CABARÉ DAS DONZELAS INOCENTES


Dia complicado no trabalho. Muito stress. Nada melhor do que deixar o serviço mais cedo e se preparar para ver uma boa peça. Foi o que fiz. Desde o último domingo já havia comprado os ingressos (R$7,50 a meia por ser correntista do Banco do Brasil) para conferir o sucesso de público Cabaré das Donzelas Inocentes, texto de estreia na dramaturgia de Sérgio Maggio. A peça inaugura também um novo espaço no Centro Cultural Banco do Brasil para as artes cênicas. Todos os envolvidos são radicados em Brasília: dramaturgo, diretores, iluminador, figurinista e atrizes. Direção de Murilo Grossi e William Ferreira, conta com as excelentes atrizes Bidô Galvão (China), Adriana Lodi (Saiana), Carmem Moretzsohn (Minininha) e Catarina Accioly (Cabeluda), que interpretam quatro decadentes prostitutas que rememoram suas trajetórias de vida no bordel à espera de clientes que não mais existem. Interpretações fortes, marcantes. Há um aviso na bilheteria e no folder da peça que as atrizes fumam em cena.
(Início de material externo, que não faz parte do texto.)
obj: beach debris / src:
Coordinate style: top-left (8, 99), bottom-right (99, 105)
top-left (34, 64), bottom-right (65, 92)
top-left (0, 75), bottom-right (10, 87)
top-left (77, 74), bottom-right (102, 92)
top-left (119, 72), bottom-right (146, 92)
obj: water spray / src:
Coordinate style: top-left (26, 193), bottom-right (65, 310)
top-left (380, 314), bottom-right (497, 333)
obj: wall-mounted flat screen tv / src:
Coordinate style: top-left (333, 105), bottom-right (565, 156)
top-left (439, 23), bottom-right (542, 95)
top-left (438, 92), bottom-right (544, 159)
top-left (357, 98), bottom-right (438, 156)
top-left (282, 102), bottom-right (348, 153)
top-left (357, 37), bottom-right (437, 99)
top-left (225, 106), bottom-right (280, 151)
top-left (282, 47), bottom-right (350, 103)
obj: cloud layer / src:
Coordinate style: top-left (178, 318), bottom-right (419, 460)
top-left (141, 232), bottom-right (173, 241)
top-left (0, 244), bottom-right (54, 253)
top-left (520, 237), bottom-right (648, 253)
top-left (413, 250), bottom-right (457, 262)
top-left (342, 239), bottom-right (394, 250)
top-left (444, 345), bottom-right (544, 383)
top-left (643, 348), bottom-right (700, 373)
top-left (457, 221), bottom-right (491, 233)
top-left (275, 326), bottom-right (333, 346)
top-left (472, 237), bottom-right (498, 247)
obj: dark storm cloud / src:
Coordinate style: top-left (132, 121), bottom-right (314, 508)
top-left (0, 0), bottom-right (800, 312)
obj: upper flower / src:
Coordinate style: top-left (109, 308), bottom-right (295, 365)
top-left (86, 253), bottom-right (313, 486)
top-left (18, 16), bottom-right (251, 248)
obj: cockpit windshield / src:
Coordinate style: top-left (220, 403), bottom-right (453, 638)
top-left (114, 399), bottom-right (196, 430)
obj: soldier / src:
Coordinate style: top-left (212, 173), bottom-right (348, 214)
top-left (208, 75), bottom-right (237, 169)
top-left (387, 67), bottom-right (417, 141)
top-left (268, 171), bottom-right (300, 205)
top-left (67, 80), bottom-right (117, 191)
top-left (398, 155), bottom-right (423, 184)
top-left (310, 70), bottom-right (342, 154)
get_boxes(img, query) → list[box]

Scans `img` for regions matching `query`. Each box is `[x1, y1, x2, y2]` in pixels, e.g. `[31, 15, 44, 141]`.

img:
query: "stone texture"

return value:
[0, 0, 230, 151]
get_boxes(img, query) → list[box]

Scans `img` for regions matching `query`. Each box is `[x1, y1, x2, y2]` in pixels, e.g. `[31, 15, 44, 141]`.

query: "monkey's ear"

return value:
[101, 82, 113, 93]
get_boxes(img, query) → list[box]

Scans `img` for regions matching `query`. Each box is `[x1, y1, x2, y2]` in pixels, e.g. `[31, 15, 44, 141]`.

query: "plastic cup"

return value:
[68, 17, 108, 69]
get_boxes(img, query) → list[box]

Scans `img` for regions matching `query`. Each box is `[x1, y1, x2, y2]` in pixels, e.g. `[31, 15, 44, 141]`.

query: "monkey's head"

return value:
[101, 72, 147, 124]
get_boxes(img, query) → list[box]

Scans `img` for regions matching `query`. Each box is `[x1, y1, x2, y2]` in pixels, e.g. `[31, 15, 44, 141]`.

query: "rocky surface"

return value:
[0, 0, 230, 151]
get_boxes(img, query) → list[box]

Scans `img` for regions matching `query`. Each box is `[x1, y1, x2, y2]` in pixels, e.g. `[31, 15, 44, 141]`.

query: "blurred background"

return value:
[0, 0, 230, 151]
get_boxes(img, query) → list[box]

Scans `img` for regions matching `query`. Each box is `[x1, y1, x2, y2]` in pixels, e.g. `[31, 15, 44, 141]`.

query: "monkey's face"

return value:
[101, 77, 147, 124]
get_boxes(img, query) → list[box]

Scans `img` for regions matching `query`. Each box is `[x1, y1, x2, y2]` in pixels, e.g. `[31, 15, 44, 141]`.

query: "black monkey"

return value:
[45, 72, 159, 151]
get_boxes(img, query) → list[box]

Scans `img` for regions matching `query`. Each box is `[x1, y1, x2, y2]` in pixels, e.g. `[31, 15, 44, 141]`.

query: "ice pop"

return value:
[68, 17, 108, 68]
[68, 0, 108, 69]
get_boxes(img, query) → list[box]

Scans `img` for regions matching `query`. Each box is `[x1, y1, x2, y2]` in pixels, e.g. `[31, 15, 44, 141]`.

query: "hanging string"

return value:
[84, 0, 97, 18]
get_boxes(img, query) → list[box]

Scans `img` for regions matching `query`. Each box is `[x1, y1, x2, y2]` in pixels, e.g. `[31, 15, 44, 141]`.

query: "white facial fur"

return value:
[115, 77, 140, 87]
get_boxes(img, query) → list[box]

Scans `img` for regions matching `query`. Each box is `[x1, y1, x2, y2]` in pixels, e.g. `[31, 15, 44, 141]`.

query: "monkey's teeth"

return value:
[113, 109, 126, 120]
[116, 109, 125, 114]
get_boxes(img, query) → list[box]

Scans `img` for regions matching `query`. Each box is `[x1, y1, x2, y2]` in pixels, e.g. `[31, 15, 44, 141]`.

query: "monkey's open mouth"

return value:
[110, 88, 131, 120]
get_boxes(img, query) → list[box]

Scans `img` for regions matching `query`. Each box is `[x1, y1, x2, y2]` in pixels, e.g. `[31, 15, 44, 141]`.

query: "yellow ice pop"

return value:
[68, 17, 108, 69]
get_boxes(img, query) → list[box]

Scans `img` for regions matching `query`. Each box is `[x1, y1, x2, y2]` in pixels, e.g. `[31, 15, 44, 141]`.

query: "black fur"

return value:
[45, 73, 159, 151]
Fumam muito, mas o que incomodou o público mais velho foi a quantidade de palavras chulas que são ditas ao longo do espetáculo. Ao final da peça, presenciei uma senhora dizendo que se soubesse dos diálogos, não iria. Não há cadeiras fixas. A disposição do público é feita em cadeiras, bancos, sofás e pufes espalhados no espaço, dando uma maior intimidade com as personagens. Não há interatividade com a plateia, mas o público se envolve com as histórias tristes das quatro prostitutas. Um barulho me incomodou durante a peça. Parecia um toca discos girando sem o disco com um ranger, semelhante a algo sem a devida lubrificação. Pode-se dizer que são quatro grandes monólogos. Se fossem ditos de forma separada e sem a presença das outras atrizes, cada uma poderia ser uma peça diferente. Para pontuar a virada de dia, os diretores optaram por um solo de cada uma delas, iluminadas por velas, quando declamam um texto poético. Não gostei desta opção. Além da interpretação iluminada de todas elas, destaco a evolução da decadência das personagens pontuada na desarrumação e no desleixo no modo de vestir, na caracterização e na maquiagem. Excelente achado da direção. Na soma geral, gostei do que vi.

Terminamos a noite em um bom restaurante da cidade.